Gauss's continued fraction

In complex analysis, Gauss's continued fraction is a particular class of continued fractions derived from hypergeometric functions. It was one of the first analytic continued fractions known to mathematics, and it can be used to represent several important elementary functions, as well as some of the more complicated transcendental functions.

History

Lambert published several examples of continued fractions in this form in 1768, and both Euler and Lagrange investigated similar constructions,[1] but it was Carl Friedrich Gauss who utilized the clever algebraic trick described in the next section to deduce the general form of this continued fraction, in 1813.[2]

Although Gauss gave the form of this continued fraction, he did not give a proof of its convergence properties.

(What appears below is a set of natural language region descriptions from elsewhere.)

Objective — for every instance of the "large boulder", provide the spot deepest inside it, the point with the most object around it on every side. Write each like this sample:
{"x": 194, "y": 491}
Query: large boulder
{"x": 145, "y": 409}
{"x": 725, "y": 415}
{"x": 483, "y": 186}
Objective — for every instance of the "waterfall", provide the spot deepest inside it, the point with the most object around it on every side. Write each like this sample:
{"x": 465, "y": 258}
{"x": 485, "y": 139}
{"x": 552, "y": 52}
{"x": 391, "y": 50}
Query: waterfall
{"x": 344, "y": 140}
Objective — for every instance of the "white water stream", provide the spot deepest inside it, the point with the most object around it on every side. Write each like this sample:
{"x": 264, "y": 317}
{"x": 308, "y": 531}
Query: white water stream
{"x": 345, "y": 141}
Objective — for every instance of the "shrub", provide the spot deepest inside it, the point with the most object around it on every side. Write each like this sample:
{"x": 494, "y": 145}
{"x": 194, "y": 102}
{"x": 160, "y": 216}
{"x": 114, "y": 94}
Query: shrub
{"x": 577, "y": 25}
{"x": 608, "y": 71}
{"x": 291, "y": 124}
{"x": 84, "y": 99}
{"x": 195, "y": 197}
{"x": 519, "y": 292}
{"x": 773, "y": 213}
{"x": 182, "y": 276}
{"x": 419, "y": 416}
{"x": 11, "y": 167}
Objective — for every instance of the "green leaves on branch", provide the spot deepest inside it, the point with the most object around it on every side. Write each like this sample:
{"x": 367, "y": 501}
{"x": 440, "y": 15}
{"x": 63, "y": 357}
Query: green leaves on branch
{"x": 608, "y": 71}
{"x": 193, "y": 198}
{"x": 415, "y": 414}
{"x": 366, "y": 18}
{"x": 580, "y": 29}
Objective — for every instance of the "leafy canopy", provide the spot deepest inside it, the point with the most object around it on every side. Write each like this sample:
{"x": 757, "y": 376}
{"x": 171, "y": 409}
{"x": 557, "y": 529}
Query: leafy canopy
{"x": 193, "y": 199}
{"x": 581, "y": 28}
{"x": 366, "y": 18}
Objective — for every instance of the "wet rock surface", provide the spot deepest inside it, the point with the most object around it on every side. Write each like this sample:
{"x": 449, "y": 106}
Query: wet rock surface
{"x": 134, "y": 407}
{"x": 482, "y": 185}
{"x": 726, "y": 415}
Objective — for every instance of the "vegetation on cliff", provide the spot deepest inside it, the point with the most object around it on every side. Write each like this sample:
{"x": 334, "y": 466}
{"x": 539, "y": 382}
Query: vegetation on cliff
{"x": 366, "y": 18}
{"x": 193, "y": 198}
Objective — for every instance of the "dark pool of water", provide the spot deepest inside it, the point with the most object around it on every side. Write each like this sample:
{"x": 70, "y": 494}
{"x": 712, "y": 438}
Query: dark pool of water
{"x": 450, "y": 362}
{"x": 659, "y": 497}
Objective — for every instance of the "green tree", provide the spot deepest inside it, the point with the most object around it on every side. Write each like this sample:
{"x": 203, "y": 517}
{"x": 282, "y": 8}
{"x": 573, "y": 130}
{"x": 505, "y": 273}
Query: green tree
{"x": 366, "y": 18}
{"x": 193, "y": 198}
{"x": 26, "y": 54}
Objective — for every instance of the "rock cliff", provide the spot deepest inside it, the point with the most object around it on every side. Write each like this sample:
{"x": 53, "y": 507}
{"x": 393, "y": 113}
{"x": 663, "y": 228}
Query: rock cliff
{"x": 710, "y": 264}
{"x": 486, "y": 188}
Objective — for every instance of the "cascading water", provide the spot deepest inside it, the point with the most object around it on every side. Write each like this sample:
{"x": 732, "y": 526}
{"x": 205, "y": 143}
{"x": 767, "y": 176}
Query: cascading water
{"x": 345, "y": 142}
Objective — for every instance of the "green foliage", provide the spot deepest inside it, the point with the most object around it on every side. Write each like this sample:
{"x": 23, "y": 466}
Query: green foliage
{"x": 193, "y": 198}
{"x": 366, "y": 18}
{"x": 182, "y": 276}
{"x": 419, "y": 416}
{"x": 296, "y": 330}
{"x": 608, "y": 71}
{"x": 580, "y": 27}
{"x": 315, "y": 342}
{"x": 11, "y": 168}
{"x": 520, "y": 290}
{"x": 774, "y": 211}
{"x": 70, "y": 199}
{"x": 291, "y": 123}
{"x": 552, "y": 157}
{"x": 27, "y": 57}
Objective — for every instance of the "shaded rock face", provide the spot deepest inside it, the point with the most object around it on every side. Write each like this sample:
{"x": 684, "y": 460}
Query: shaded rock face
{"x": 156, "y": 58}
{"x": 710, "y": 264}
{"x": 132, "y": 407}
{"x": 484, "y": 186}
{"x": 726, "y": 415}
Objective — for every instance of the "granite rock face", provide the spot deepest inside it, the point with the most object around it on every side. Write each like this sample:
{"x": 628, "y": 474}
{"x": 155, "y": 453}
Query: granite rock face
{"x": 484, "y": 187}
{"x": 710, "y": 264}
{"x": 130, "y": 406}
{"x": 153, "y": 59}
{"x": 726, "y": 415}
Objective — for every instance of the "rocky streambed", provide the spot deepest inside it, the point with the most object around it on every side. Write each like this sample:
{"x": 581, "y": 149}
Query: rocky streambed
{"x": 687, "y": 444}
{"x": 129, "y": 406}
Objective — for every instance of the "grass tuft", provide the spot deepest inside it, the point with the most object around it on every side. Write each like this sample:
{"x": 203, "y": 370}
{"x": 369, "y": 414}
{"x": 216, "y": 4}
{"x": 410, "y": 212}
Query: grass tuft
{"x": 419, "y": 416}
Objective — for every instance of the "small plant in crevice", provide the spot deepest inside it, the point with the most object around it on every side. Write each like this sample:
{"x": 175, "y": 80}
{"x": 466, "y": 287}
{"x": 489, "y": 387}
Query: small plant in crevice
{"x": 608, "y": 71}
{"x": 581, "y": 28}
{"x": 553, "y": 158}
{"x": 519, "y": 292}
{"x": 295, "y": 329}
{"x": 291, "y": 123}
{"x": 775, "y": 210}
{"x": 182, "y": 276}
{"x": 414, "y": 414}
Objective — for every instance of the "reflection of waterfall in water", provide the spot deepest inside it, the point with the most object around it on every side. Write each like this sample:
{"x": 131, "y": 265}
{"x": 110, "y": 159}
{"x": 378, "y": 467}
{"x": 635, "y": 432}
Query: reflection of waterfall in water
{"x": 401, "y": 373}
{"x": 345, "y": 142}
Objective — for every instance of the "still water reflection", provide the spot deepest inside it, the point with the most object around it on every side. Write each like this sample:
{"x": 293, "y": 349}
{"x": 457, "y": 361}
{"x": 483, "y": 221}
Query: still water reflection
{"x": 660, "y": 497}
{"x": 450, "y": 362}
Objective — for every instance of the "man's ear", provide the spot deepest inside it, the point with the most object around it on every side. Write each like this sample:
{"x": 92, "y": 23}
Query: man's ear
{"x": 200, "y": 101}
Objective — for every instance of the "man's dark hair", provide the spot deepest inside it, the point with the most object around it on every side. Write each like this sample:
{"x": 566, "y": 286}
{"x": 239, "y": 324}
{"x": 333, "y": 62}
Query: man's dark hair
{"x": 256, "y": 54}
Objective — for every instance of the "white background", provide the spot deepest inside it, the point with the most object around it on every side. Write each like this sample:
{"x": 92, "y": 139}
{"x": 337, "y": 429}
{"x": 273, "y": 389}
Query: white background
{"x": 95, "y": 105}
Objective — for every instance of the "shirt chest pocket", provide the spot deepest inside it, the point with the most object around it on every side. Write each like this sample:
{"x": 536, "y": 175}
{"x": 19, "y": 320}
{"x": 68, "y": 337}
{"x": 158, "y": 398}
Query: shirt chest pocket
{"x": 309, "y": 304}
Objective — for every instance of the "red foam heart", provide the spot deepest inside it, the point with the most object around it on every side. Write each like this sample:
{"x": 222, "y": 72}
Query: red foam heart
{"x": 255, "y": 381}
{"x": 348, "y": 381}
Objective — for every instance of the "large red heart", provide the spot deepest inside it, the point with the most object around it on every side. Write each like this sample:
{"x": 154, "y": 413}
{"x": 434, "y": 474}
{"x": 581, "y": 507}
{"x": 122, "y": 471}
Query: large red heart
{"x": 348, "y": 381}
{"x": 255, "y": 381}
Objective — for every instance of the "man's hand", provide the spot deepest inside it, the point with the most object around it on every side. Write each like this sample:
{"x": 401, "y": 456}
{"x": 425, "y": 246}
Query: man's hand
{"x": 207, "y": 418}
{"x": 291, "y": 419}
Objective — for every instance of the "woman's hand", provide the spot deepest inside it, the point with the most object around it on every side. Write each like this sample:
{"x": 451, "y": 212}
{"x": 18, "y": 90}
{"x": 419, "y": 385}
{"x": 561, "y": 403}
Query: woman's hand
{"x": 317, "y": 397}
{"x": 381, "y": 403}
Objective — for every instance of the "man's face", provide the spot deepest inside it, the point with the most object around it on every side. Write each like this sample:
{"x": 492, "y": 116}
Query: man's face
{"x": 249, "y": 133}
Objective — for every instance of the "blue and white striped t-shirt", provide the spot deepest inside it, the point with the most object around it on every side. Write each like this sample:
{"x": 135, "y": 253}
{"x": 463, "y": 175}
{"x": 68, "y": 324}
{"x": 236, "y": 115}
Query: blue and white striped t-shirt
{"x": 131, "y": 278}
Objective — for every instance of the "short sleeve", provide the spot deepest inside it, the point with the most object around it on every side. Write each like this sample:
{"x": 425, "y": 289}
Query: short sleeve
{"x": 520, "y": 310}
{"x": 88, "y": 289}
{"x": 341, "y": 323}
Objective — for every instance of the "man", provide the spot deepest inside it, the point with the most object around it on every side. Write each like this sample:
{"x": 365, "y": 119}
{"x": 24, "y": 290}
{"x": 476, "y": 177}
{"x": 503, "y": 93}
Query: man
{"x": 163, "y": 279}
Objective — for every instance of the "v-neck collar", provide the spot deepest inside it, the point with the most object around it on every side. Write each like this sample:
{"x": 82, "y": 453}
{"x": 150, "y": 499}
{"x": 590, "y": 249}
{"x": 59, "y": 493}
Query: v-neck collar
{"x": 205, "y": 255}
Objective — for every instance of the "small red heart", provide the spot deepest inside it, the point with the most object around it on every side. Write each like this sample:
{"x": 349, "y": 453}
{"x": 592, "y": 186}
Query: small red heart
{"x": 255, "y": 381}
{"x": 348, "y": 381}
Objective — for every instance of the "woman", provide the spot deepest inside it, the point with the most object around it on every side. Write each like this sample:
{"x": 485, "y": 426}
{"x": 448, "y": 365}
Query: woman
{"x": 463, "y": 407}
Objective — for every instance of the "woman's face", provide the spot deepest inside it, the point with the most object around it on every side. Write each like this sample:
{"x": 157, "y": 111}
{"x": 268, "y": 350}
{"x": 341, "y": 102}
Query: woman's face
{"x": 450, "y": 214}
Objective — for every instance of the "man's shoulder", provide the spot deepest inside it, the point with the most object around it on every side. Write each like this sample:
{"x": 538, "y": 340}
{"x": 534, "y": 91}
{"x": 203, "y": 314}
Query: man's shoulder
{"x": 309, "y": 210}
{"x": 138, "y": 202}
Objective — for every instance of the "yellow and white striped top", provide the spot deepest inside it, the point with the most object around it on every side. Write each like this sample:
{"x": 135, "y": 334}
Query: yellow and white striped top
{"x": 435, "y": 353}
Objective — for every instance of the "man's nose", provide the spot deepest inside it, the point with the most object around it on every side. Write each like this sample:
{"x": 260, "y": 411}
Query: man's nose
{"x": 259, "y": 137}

Bernhard Riemann[3] and L.W. Thomé[4] obtained partial results, but the final word on the region in which this continued fraction converges was not given until 1901, by Edward Burr Van Vleck.[5]

Derivation

Let f_0, f_1, f_2, \dots be a sequence of analytic functions so that

f_{i-1} - f_i = k_i\,z\,f_{i+1}

for all i > 0, where each k_i is a constant.

Then

\frac{f_{i-1}}{f_i} = 1 + k_i z \frac{f_{i+1}}{{f_i}}, \, and so \frac{f_i}{f_{i-1}} = \frac{1}{1 + k_i z \frac{f_{i+1}}{{f_i}}}

Setting g_i = f_i / f_{i-1},

g_i = \frac{1}{1 + k_i z g_{i+1}},

So

g_1 = \frac{f_1}{f_0} = \cfrac{1}{1 + k_1 z g_2} = \cfrac{1}{1 + \cfrac{k_1 z}{1 + k_2 z g_3}}
 = \cfrac{1}{1 + \cfrac{k_1 z}{1 + \cfrac{k_2 z}{1 + k_3 z g_4}}} = \dots\ .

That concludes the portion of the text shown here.